The Grand Inga power station in the Democratic Republic of Congo, will have a total capacity of 39 000 MW, and it has to be equipped progressively with 52 generators of 750 MW each.
It is run by Westcor, a joint-venture project of the national power firms of the Democratic Republic of Congo (DRC), Angola, Namibia, Botswana, and South Africa, which plan to build a third power plant at Inga, on the Congo river, to supply a new power highway, stretching south through Angola and Namibia to link with the existing Southern African power grid in Namibia, Botswana and South Africa.

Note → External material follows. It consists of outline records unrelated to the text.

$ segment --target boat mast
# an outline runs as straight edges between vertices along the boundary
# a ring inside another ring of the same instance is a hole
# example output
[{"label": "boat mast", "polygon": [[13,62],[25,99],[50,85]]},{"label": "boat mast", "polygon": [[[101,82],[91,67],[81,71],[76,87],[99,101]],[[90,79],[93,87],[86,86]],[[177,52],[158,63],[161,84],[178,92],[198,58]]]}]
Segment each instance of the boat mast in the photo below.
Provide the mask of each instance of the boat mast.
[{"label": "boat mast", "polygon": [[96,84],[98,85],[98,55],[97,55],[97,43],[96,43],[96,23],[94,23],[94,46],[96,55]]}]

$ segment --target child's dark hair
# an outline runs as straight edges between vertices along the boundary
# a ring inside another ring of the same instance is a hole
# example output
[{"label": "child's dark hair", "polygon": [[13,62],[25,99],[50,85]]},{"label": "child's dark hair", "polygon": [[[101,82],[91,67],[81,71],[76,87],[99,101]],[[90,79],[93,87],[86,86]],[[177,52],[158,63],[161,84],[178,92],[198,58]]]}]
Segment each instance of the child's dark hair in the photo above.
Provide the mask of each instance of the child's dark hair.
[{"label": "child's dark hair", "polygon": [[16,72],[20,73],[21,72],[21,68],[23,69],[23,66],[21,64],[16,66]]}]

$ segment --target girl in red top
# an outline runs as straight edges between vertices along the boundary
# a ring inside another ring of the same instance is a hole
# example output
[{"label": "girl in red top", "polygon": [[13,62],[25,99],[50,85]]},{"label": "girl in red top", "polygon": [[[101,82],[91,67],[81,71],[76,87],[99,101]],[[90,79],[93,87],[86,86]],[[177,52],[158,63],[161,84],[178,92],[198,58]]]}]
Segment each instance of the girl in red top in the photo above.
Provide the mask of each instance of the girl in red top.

Environmental and advocacy groups warn that Grand Inga could bypass those who need it most and ignore the local people by leaving them in the dark about project plans. In April 2008, the World Energy Council, which organized a conference for financiers and African politicians in London to discuss plans of how to finance the $80 billion Grand Inga Project, failed to invite Congolese civil society and communities living around the dam area, leaving no voice to defend their interests.

8000 plus villagers face the possibility of displacement, despite claims by the WEC that the Grand Inga project will require no resettlement. Villagers living near the dam site are left to wonder how they will be impacted by the potential project and whether their rights will be protected. Social and environmental impacts with Inga 1 and 2 still remain unresolved, with, among other issues, displaced communities yet to be compensated for their resettlement. The good management of any further development at Inga would be impossible without the resolution of long standing issues with the local communities.

The 94 percent of people in the DRC who do not have electricity are unlikely to benefit from the dam, states Terri Hathaway, of International Rivers. This is because Grand Inga's financial support depends on exporting its electricity to existing mining, industrialized and urban centers in Egypt, South Africa, Nigeria even as far away as Europe.